都市なるものに対してどういう態度を取るか、それがこの作品で描かれてきたことだと思う。少なくとも三つの明確に区別できる態度があった。あるものを手に入れて(解放して)転覆しようとするもの。革命的態度。そしてそのあるものを占有して支配しようとするもの。独裁的態度。この二つの態度はそのあるものを爆弾のようなものととらえている。爆弾をどう使うか、ということだ。当然交渉の余地はない。爆弾と交渉する者はいない。それに対して第三の態度はそのあるものを「この世界を演出する存在」ととらえる。このようなことは上に述べたように個人的な記憶と集団的なそれを混同することによって初めて可能なのだが、いずれにしてもこの世界、つまりパラダイムシティを演出する存在と交渉することが可能であり、おそらく必要であるからネゴシエーターという職業がこの街に必要なのだ。まあそれはともかく、前二者の立場はいってみれば都市に対して外在的だ。もっといえば都市がどうなろうと自分には関係ない、あるいは都市がどうにかなることによって引き起こされるかもしれない自らの変化について考慮しない、といった態度だ。それに対してロジャーの態度は自らの実存を都市のそれと密接に関連づけている。つまり記憶を失った自分と記憶を失った都市が平行しているといってもいい。彼は記憶を失った自分を受け入れ、都市の中で役割を演じることを決めた者だ。そしてこのような決心は記憶を失った都市によって条件づけられている。従って失った記憶が頭をもたげることがあれば彼にとって大きな危機が訪れるはずだ。だから彼は都市に対して外在的な場所を占めることはできない。ある意味でいうと、シュバルツとロジャーの対立は『Heat Guy J』における兄弟の対立に近いということがいえると思う。つまり街を外から条件づけているものを変革しようとする者と、街の中で生きているものの生存を守ろうとする者との対立だ。

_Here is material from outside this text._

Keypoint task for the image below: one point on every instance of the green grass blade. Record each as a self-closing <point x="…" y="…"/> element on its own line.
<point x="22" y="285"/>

しかしいうまでもなく『Heat Guy J』とは違う。最も違うのはこの作品では記憶が問題になっているという点だ。それもここでの記憶は個人のそれにとどまらない、いろいろなものがごっちゃになった記憶だ。いろいろなもの、とは何か。個人の記憶、街の記憶、そして物語上語られるべき過去だ。ロジャー、およびパラダイムシティは失われた記憶を取り戻さない決断をした。このような決断がなされた以上、記憶は戻らない。つまり隠された過去の何ものかは明かされることがないのだ。このことが受け手に謎が解き明かされていないといった不満を与えてしまう最も大きな原因だ。しかしこのことは失われた記憶と決別するというある種英雄的な決断をしたこの物語にとっては必然的なことだ。むしろ物語上明かされるべき過去との決別そのものが、ここで語られているメモリーなるもの巨大さ、異様さを示している。

というわけで以上が僕の読解だが、どうなんだろう、よくわからん。いずれにしても僕は決してこの物語が投げっぱなしになったとは思わない。むしろ都市を過去を失った純粋な現在ととらえるロジャーの解釈、そしてそれを示した最後の交渉シーンにはぐっときた。まあ見てよかったといっていいのではないだろうか。